The type system is a really powerful way to reduce (or eliminate) the space you have to test; in the same way you don’t rely on asserts for things you can test, and shouldn’t rely on tests for things you could type.

Integration tests

While logic should be pulled out of your app as much as it can be, there will still be components, and those components will still have logic (if nothing else, there are probably event handlers to test).

react-testing-library works by actually rendering components, and providing utilities to query those components and interact with them (firing event handlers).


import {render, screen} from '@testing-library/react'
import userEvent from '@testing-library/user-event'
import '@testing-library/jest-dom'
 
test('Can increment counter', async () => {
  render(<Counter />);
 
  expect(screen.getByRole('heading')).toHaveTextContent('0');
 
  await userEvent.click(screen.getByText('Increment counter'));
 
  expect(screen.getByRole('heading')).toHaveTextContent('1');
});

Because it actually renders components, it requires a DOM: the simplest way to run it is in the browser, which already has a DOM. You can also run it in Jest, which mocks the DOM automatically using jsdom and global-jsdom to define global variables for window and document. For any other environments, you’ll need to mock the dom yourself .

End-to-end tests

While integration tests are great, they aren’t bulletproof in the world of UI. For example, while you can still technically click a button, and that button may do what you expect, it’s exceptionally hard to do if the button is off-screen or has a width of 0.

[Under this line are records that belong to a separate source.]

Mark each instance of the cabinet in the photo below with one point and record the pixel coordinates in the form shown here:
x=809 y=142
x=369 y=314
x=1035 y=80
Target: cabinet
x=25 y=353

For this reason, many frontend projects have some level of end-to-end testing: where they load their application in a literal browser, and attempt to interact with it (a simple example would be: find the X/Y coordinates of a button, move the mouse to that X/Y coordinates, and click). Because they rely on loading your application and browser state, end-to-end tests (E2E tests) can be notoriously flaky.

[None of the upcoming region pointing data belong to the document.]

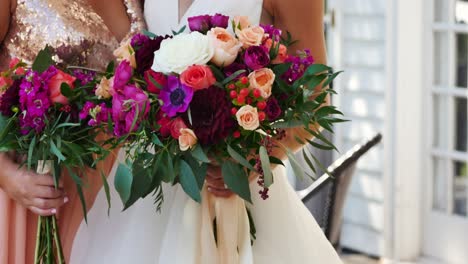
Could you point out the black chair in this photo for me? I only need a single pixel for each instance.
(330, 191)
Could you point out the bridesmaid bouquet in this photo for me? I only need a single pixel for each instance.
(214, 95)
(41, 121)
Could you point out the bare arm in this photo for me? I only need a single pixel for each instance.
(304, 20)
(5, 12)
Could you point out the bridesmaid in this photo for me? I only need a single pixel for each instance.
(84, 33)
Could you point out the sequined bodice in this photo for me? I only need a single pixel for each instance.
(71, 27)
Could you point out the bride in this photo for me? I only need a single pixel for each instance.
(286, 231)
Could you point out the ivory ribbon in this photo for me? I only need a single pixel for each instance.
(233, 244)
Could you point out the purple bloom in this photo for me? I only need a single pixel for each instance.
(256, 57)
(132, 103)
(34, 100)
(10, 99)
(122, 76)
(144, 50)
(231, 69)
(273, 110)
(84, 77)
(219, 20)
(299, 65)
(176, 97)
(272, 32)
(200, 23)
(86, 108)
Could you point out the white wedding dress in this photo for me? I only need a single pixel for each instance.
(286, 231)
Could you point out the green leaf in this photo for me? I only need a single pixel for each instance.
(280, 69)
(56, 151)
(297, 168)
(188, 181)
(43, 60)
(232, 77)
(156, 140)
(123, 182)
(107, 190)
(31, 151)
(266, 167)
(236, 179)
(317, 68)
(238, 157)
(199, 154)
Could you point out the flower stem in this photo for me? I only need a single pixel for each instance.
(38, 240)
(58, 243)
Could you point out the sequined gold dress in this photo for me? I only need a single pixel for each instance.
(79, 37)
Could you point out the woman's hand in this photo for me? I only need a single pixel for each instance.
(33, 191)
(215, 182)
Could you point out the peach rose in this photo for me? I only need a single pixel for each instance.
(263, 80)
(241, 22)
(187, 139)
(251, 36)
(282, 52)
(126, 52)
(226, 47)
(55, 84)
(103, 90)
(247, 117)
(198, 77)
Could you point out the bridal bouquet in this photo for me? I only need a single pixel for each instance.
(215, 95)
(42, 120)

Some common libraries are Cypress and Playwright .


describe('My First Test', () => {
  it('clicking "type" navigates to a new url', () => {
    cy.visit('http://localhost:3000/')
 
    cy.contains('Link to new URL').click()
 
    // Should be on a new URL which
    // includes '/commands/actions'
    cy.url().should('include', '/commands/actions')
  })
})

Frontend testing often inverts the traditional “test pyramid” - prioritizing end-to-end tests over unit tests. Frontend and backend codebases often differ in shape: backend tends to be deep and narrow (complex pieces with direct dependencies), while frontend tends to be wide and shallow (simple pieces with loose connections). This means frontend failures usually come from components interfering with each other, not internal bugs, and are better found with integration or end-to-end tests. (The exception is pure computational logic, which is typically isolated into packages and unit tested like backend code.)

Visual tests

Lastly, when working with components where design and visual layout matter a lot (and definitely when testing a design system), it is common to do visual testing. In visual testing, you render a component, take a screenshot, and compare that screenshot against some stored value.

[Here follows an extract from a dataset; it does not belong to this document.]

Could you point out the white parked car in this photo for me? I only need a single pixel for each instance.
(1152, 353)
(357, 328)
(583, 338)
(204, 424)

As you might imagine, this can be incredibly fragile, and it’s critical to mock out all data; if your component includes any networked-fetched data or relative time (“N days since…”) it will likely fail. However, this type of testing can be useful to ensure you don’t have regressions in critical components (for example, for a seemingly harmless CSS change causes all buttons to triple in size).

There are plenty of services to help with visual testing, and some examples are BrowserStack and Percy .

An alternative to this is snapshot testing where the rendered HTML is stored (instead of a screenshot).

Reporting

Profiling and testing are great, but sometimes there are bugs that only happen in production.

There are plenty of services that will help add observability to your frontend application (including Datadog , Senty , and LogRocket ). But if you want to roll your own, consider web-vitals the technology behind Lighthouse and <Profiler> which gives you programmatic access to React renders.